И она указывала рукой на вереницу высоких кипарисов, которые, точно темно-зеленые обелиски, поднимались над окружающей растительностью, скрывавшей совсем иной мир, мир дощатых бараков, где ютились негры-рабы; время от времени оттуда доносился грохот барабанов, напоминая дробный стук приближающегося града.
– Я им сочувствую не меньше, чем ты, – отвечал Эстебан. – Но только мы не в силах изменить ход вещей. Ведь это уже пытались сделать другие, наделенные полнотой власти, но даже их попытка потерпела неудачу…
Под вечер 24 декабря, когда некоторые из гостей спешно заканчивали приготовления к рождеству, а другие то и дело забегали на кухню, чтобы посмотреть, хорошо ли подрумянились индейки, и вдохнуть аппетитный дымок, поднимавшийся над праздничными соусами, София и Эстебан отправились к массивным чугунным воротам поместья, чтобы встретить Карлоса и Хорхе, которые должны были вскоре приехать. Внезапный ливень заставил их укрыться в одной из итальянских беседок, пламеневшей полураскрытыми цветами молочая. От влажной земли шел терпкий аромат, осыпавшиеся на дорожки листья издавали нежный прощальный запах.
– Дождь миновал, перестал; цветы показались на земле; время пения настало, – прошептал Эстебан, припомнив строки из Библии, прочитанные им еще в годы отрочества.
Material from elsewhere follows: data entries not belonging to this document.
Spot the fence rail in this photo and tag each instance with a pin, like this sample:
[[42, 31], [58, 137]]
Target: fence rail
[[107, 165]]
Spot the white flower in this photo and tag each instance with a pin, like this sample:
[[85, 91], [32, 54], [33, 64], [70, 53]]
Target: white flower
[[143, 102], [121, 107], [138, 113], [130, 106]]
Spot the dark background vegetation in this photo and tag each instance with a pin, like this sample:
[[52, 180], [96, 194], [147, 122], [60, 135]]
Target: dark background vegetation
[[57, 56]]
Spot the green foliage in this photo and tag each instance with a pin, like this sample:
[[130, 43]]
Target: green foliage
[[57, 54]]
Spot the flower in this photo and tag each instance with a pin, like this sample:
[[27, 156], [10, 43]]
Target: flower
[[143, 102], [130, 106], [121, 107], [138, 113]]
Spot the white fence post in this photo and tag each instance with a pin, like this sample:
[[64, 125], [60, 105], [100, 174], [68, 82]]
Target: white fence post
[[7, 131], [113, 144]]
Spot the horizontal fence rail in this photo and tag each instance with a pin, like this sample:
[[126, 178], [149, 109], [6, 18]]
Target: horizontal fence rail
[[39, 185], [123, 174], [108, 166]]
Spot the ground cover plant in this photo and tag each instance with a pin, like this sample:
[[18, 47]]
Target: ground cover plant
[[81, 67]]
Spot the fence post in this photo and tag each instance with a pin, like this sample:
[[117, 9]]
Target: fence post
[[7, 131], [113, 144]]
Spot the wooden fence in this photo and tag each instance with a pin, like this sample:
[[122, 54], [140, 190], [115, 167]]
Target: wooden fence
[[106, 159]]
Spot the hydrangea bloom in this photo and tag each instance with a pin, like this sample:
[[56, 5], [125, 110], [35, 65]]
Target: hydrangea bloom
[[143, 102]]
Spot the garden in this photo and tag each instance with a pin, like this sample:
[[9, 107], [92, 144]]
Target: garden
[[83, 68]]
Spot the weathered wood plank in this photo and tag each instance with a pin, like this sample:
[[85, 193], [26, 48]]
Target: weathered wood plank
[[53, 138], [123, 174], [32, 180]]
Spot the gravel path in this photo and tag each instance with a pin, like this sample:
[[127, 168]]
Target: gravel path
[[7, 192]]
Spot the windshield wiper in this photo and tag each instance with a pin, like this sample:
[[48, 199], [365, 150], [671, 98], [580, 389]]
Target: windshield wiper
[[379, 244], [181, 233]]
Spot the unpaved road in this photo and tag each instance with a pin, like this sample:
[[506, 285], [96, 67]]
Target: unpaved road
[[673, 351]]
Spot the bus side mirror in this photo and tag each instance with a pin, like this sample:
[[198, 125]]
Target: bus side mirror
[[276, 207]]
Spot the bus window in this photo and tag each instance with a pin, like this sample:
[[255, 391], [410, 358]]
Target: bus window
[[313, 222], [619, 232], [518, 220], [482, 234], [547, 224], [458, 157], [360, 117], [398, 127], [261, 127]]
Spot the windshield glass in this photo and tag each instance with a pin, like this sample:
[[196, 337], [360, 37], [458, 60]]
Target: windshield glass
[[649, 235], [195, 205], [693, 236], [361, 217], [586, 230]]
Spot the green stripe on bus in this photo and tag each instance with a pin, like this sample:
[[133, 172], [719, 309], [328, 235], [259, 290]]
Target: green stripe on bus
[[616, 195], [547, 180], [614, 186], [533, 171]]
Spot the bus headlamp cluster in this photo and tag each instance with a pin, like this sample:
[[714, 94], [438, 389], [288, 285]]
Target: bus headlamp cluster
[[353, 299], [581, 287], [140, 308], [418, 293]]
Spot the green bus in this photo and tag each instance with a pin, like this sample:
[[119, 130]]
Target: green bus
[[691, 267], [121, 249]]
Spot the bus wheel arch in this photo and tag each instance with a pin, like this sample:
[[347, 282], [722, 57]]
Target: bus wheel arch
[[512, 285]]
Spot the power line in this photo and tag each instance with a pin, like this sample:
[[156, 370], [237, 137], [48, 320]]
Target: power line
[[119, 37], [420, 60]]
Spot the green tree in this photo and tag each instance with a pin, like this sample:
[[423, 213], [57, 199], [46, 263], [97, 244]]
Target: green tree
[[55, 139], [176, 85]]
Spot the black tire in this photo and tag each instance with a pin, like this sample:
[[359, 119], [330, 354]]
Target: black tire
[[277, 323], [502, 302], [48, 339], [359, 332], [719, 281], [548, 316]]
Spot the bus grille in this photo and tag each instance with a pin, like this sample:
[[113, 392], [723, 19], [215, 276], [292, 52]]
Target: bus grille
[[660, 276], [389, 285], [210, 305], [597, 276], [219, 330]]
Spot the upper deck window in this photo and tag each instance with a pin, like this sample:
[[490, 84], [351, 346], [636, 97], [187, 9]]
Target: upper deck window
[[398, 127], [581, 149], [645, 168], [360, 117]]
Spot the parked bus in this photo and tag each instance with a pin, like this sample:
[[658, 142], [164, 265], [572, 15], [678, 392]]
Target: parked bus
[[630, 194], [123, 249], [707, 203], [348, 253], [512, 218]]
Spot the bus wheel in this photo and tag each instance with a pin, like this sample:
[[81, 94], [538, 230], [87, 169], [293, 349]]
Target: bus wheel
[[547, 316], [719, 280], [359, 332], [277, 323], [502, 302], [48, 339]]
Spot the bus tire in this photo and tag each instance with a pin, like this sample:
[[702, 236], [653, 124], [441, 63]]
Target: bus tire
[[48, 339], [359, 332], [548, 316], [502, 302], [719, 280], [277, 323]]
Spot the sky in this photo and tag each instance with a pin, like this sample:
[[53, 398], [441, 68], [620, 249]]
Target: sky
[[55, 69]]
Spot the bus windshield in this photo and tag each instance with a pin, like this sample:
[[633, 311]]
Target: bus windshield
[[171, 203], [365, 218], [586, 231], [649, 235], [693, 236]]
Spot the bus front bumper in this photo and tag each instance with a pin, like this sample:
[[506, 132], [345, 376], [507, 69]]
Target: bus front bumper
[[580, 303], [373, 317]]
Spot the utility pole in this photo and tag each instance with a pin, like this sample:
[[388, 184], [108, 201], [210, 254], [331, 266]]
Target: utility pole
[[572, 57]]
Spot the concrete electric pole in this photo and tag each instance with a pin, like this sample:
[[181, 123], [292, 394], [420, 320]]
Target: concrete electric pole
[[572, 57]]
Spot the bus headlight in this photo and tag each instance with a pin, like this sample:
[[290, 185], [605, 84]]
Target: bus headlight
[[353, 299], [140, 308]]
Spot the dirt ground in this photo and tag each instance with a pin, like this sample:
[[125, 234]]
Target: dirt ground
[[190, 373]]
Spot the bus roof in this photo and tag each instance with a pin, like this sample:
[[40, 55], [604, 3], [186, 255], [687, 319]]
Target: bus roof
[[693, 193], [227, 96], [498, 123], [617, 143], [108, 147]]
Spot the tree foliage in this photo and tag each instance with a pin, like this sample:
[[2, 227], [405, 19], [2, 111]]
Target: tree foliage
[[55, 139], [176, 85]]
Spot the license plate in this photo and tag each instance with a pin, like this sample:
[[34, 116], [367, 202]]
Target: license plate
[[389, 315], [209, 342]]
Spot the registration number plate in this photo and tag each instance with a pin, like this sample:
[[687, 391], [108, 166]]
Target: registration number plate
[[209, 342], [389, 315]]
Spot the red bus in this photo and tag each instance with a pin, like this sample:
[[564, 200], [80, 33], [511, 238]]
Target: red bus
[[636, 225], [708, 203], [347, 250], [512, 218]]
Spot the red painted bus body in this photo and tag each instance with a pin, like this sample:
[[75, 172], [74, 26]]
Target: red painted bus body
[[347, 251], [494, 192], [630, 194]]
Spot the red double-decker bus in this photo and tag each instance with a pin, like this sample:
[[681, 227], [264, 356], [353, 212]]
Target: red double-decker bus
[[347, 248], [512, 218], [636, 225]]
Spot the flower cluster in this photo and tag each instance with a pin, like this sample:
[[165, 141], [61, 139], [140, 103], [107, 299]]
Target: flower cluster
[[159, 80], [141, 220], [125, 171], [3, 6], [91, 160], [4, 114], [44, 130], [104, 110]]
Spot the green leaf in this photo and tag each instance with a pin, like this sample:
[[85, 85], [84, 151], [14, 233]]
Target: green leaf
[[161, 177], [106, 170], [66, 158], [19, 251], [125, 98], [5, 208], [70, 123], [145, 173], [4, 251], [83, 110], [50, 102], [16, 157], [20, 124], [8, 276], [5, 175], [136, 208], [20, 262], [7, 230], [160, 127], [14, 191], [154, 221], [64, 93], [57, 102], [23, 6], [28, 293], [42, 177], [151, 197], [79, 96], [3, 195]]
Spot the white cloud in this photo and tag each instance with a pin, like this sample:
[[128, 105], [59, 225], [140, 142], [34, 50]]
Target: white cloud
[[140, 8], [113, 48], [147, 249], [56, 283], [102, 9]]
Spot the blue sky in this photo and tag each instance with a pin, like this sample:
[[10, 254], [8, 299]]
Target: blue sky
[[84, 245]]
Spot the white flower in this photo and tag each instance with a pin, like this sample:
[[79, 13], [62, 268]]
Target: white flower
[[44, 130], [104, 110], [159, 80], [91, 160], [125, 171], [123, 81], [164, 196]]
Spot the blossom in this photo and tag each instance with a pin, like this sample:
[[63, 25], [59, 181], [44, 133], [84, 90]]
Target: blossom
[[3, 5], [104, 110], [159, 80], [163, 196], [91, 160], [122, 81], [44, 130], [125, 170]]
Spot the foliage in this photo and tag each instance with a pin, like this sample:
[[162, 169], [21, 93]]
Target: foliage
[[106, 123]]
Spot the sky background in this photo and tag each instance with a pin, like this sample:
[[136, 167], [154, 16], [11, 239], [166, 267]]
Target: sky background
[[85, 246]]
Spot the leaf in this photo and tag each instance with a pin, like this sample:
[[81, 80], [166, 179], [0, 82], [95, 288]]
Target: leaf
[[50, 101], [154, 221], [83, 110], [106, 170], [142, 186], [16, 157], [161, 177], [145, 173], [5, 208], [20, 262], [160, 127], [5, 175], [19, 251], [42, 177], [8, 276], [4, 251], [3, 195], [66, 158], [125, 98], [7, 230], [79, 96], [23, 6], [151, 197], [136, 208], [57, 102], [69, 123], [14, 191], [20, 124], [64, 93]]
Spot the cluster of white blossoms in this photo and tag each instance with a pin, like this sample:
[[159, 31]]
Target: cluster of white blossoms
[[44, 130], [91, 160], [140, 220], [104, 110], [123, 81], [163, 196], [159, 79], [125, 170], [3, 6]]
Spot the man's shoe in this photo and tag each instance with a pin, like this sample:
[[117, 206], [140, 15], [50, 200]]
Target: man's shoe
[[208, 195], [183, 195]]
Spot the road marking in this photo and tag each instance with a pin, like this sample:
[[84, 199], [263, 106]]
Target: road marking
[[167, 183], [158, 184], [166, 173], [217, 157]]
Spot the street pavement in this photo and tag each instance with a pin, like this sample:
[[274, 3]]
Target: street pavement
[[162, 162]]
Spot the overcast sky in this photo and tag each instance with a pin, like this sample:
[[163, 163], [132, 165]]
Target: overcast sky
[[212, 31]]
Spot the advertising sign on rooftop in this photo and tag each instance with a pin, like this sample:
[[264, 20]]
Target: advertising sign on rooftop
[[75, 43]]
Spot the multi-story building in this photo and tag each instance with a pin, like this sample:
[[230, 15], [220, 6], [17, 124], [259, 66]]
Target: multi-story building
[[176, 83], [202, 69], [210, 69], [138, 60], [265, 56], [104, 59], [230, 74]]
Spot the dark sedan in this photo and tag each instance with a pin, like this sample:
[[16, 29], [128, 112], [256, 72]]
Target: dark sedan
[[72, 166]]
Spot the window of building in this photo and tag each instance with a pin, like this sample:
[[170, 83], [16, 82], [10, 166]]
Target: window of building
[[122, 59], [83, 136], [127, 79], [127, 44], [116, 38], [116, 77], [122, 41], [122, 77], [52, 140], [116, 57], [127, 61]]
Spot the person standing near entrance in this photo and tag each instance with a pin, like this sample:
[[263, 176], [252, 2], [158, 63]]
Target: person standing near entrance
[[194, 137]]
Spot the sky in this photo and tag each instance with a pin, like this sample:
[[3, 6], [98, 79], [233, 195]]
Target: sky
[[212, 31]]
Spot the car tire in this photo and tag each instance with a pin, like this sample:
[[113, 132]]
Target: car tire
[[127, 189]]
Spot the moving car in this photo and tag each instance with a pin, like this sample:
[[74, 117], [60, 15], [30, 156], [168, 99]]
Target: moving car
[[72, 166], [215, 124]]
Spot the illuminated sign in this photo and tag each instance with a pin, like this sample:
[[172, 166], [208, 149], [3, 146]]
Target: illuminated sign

И тут на него нашло какое-то помрачение. Неожиданное открытие наполнило его ликованием, он почувствовал, что наконец-то обрел себя, что для него как бы пробил час искупления. «Теперь ты все понимаешь. Ныне ты знаешь, что зрело в твоей душе столько лет. Ты созерцаешь ее лицо и понимаешь единственное, что тебе надо было понять, – ты же вместо этого силился постичь истины, которые выше твоего разумения. Она – первая женщина, которую ты узнал, ее ты обнимал, как родную мать, – ведь матери ты никогда не видел. Она первая открыла тебе тайну чудесной женской ласки в те часы, когда бессонными ночами бодрствовала над твоим изголовьем, сочувствовала твоим страданиям и утишала их своею нежностью на заре. Она была тебе сестрой, она видела, как все больше мужает твое тело, – она наблюдала это, как могла бы наблюдать разве только несуществующая любовница, что росла бы вместе с тобой…» Эстебан припал головою к плечу Софии, которое, как ему чудилось, было его собственной плотью, и разразился столь безудержными рыданиями, что она на мгновение оцепенела, а потом привлекла его к себе, обняла и принялась целовать в лоб, в щеки. Но она тут же почувствовала, что его воспаленные, алчущие губы нетерпеливо ищут ее губ. Молодая женщина выпустила из рук лицо кузена, резко отстранилась и замерла, внимательно следя за всеми его движениями, как следят за малейшим движением врага. Эстебан не шевелился и только печально смотрел на нее, однако в глазах его пылал огонь страсти, и София, почувствовав, что на нее смотрят как на женщину, отпрянула. И тогда Эстебан заговорил: он говорил о том, что сам только сейчас понял, сам только сейчас открыл в себе. Голос его стал неузнаваемым, он произносил какие-то неожиданные, немыслимые слова, но они не только не трогали Софию, но казались плоскими, пустыми, банальными. Она не знала, как поступить, что сказать, ей было неприятно выслушивать этот сбивчивый монолог, полный возмущавших ее признаний: он жаловался на то, что любовные связи не приносят ему радости, что его мечты никогда не сбываются, намекал, что, исходив бесплодную, иссохшую землю, он в глубине души все еще ждет, не поможет ли ему что-либо вновь обрести былое.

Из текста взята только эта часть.